Il est l’auteur de plusieurs ouvrages : L’exclusion, PUF, « Que sais-je ? », 2008 ; Quartier
sensibles et cohésion sociale, La documentation française, 2004 ; Les incivilités, La
documentation française, 2000 ; Les Politiques d’insertion, La documentation française,
1998.
Cet ouvrage m’a été recommandé par certains professeurs ou intervenants au cours des
premières semaines de la licence professionnelle. Je n’avais pas de choix de livre établi
auparavant, j’ai l’ai donc choisis. Le résumé semblait simple et très intéressant.

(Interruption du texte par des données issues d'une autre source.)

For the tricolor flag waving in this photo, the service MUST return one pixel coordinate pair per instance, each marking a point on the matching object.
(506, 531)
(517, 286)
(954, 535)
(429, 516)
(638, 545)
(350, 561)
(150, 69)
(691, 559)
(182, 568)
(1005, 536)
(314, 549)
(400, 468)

L’auteur semblait aussi traiter ce sujet d’une manière globale et approfondit, c’était
donc le livre clé pour me faire découvrir « l’envers du décor SDF ». A travers ; son
ouvrage « la question SDF », Julien Damon cherche à comprendre et expliquer le
phénomène SDF dans sa totalité. Il fait notamment ressortir le SDF comme un acteur clé
de sa prise en charge, le système de prise en charge des personnes sans abri et sa longue
mise en place et enfin la complexité de cette prise en charge.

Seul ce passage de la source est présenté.